We've heard a lot about how high-growth startups generate more jobs than other small businesses. Now there's evidence so-called entrepreneurial public companies create more employment than other firms of the same size.
The findings are from research by Joel Shulman, an associate professor at Babson College who also runs a newly created mutual fund called EntrepreneurShares Mutual Fund . It invests in 400 companies defined as entrepreneurial according to 15 core factors, including such characteristics as organic growth, an above average ownership stake among key stakeholders, an above average return on investment capital and a long duration of key managers. Companies, which also have a market cap of $200 million and more, range from Apple to Credit Acceptance Corp.

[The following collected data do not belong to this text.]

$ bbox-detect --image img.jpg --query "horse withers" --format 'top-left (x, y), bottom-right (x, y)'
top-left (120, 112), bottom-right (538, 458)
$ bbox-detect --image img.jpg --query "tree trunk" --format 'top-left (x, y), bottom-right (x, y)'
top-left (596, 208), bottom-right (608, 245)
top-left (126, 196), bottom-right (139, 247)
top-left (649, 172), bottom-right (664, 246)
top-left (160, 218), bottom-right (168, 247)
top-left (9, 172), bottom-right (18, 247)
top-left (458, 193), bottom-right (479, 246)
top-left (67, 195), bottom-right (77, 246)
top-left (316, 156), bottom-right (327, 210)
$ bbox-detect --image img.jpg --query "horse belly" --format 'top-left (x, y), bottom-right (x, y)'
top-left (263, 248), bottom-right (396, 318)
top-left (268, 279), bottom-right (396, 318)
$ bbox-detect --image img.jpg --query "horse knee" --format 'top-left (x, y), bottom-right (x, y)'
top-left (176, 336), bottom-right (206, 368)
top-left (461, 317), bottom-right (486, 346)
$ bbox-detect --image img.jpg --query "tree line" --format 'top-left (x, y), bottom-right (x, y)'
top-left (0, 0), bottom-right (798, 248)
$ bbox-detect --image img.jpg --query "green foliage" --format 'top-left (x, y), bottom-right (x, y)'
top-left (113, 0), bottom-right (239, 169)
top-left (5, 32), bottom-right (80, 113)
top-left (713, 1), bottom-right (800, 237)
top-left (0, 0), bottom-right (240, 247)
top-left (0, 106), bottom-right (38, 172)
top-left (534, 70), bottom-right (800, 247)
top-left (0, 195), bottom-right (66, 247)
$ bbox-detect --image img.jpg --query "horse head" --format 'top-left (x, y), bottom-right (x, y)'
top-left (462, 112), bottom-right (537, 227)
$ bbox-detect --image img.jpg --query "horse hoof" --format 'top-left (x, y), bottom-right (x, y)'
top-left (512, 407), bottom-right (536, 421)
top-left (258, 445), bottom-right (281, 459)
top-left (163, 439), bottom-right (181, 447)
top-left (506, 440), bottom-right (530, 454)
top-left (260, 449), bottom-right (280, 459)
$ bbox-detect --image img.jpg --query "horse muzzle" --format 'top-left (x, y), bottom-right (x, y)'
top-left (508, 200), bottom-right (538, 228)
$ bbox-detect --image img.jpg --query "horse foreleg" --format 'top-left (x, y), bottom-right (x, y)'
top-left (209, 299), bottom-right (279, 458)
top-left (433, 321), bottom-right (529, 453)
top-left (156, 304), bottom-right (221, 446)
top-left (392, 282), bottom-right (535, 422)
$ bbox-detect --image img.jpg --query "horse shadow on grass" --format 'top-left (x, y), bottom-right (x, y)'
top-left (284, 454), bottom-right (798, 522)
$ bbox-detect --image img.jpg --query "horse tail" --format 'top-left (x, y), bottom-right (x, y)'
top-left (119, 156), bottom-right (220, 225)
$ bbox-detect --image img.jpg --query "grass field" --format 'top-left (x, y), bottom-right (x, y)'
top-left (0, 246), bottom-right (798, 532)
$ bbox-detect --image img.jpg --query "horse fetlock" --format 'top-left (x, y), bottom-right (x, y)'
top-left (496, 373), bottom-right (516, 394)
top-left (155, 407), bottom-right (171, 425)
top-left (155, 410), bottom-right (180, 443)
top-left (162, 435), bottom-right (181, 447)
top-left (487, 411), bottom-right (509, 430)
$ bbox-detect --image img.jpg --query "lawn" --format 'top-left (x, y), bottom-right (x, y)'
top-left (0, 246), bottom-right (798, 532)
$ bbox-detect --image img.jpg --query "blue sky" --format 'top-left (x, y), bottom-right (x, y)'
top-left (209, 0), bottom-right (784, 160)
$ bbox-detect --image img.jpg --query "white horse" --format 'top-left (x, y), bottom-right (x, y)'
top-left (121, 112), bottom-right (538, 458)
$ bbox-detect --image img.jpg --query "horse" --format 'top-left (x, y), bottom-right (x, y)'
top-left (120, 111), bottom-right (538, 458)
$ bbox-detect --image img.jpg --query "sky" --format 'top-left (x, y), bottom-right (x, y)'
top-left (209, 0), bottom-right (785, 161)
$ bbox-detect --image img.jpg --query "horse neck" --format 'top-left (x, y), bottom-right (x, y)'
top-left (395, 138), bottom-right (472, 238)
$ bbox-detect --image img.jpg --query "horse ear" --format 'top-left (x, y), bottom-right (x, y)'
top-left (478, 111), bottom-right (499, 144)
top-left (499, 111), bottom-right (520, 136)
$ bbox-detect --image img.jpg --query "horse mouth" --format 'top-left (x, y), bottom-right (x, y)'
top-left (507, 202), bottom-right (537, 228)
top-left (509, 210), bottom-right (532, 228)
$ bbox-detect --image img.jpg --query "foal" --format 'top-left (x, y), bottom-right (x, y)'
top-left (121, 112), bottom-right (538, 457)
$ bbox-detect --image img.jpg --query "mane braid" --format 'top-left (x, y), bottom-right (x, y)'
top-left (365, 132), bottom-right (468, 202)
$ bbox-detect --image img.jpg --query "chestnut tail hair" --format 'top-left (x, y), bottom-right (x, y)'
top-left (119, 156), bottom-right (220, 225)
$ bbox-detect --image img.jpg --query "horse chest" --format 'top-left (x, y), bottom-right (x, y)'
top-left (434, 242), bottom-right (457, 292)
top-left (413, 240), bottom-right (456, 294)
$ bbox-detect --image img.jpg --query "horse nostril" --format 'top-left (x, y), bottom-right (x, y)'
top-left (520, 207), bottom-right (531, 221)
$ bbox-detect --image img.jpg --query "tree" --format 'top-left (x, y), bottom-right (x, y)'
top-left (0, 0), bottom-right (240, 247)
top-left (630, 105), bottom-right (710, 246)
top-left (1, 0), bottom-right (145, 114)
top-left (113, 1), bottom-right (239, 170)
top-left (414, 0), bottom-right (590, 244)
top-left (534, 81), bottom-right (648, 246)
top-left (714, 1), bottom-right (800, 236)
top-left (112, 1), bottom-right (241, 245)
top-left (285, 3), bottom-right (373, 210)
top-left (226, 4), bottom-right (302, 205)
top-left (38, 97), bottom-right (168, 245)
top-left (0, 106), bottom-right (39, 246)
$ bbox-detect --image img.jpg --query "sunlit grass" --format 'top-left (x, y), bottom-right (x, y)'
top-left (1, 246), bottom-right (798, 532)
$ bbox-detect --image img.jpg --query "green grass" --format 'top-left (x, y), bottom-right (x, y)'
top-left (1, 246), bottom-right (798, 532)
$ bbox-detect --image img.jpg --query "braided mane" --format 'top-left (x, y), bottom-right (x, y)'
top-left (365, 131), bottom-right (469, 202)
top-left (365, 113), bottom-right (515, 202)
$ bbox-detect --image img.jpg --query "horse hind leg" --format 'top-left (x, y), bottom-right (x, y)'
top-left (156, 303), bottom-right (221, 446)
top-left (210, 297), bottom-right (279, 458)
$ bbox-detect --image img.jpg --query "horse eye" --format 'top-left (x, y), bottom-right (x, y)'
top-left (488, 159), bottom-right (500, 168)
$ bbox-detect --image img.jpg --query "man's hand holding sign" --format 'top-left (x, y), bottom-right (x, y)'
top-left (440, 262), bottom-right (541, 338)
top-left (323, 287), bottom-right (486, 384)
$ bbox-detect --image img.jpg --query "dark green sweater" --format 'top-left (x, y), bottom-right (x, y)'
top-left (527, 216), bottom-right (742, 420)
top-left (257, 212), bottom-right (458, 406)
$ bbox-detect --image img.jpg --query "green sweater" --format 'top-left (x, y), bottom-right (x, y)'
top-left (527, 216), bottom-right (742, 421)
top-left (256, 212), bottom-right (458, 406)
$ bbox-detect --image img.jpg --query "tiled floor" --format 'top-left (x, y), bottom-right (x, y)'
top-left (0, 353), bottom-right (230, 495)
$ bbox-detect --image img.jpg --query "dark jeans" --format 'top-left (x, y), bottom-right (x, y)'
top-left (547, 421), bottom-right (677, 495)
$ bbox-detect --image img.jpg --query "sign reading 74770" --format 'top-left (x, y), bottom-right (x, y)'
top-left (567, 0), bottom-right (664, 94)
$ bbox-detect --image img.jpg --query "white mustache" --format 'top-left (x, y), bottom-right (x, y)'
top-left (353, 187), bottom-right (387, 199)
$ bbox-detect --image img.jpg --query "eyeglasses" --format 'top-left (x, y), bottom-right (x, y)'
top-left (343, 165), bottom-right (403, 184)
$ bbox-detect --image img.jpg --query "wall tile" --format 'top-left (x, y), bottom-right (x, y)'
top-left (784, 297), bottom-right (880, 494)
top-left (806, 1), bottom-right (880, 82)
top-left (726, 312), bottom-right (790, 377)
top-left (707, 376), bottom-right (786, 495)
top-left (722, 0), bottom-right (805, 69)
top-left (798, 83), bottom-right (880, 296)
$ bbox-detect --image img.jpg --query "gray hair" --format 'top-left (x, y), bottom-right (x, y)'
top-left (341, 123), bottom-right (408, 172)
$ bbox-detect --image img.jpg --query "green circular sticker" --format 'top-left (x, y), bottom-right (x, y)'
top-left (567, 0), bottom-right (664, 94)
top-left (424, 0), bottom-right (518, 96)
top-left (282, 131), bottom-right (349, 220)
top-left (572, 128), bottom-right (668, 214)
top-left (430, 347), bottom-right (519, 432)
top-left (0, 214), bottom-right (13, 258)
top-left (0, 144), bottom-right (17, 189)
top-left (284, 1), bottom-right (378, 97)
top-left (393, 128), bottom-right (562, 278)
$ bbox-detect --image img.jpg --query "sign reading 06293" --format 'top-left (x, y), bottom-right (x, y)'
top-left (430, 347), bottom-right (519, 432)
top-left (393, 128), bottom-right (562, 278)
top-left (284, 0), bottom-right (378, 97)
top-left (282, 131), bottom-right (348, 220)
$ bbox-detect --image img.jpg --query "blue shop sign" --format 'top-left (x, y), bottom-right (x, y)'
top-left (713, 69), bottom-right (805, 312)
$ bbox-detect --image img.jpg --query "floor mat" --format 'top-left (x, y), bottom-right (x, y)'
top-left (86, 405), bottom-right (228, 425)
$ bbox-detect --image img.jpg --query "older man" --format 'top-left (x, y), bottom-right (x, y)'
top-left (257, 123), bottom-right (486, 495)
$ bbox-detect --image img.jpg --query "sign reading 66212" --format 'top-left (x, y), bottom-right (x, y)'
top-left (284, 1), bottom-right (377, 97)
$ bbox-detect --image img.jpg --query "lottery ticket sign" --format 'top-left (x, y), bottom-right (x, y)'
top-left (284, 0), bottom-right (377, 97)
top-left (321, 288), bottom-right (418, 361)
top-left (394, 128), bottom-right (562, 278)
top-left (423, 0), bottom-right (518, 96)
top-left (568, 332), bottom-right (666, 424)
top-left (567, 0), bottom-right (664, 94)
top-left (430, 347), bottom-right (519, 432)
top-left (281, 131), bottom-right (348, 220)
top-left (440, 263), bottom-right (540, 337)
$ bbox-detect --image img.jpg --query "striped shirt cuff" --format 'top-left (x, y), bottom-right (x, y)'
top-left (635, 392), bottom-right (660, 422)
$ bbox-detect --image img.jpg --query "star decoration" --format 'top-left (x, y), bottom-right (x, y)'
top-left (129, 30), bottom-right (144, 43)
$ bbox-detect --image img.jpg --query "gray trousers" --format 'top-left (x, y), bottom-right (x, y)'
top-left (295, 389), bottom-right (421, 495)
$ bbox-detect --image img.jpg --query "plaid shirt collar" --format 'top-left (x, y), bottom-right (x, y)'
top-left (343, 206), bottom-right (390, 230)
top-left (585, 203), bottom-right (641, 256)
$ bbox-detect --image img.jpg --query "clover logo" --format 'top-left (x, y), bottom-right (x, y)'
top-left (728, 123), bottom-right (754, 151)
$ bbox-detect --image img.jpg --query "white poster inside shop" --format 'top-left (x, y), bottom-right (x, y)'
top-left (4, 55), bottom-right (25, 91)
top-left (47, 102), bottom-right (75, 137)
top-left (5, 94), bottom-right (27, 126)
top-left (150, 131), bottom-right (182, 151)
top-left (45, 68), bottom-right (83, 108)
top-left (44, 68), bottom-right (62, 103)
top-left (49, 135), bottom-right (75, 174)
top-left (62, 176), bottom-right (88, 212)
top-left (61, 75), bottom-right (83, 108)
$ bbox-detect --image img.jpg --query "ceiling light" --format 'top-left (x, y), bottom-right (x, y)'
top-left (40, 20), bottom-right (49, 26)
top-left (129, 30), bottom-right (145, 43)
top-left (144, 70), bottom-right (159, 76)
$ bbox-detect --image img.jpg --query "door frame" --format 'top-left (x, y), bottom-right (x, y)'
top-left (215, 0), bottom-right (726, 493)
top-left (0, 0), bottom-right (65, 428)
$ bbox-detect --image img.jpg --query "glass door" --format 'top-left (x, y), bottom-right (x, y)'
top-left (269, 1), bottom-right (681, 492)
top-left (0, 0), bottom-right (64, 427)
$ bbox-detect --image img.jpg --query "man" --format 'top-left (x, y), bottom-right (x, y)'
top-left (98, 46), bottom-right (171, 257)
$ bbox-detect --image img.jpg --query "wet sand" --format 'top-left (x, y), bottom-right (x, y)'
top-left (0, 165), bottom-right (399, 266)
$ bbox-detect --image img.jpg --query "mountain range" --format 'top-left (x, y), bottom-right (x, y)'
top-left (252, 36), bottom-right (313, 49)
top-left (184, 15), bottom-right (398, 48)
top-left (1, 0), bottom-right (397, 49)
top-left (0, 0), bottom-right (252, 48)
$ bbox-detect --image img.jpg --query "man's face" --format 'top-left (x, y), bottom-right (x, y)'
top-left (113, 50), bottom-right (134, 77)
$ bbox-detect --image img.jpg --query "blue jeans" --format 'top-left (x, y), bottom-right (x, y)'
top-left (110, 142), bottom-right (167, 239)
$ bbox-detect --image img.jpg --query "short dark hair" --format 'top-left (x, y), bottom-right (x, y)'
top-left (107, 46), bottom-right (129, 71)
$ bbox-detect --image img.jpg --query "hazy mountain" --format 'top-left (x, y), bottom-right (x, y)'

According to Shulman, he compared changes in job growth in EntrepreneurShares companies compared to other US corporations of a comparable size over the past five years. He found growth from 2005 to 2006 was 15.32 percent greater at entrepreneurial firms. From 2008 to 2009, that difference narrowed, but still was 3.5 percent. And drilling down further, during that time, growth at entrepreneurial companies was 2.5 percent, while there was a decrease of 3.25 percent at other firms.
How come? Shulman says it's largely due to the fact that these companies are managed better than others. "They have better capital utilization, a better return on invested capital, new product innovation, a great team leader," he says. These companies also may be better able to anticipate and react to changing market conditions.
Of course we probably should take these results with a grain of salt, since they involve Shulman's mutual fund. Still he says he basically stumbled across the findings when Emily Leventhal, a portfolio advisor at Athena Capital Advisors, suggested they look at the issue together. "She said, I'll bet your guys create jobs," he says. Looks like she may have been right.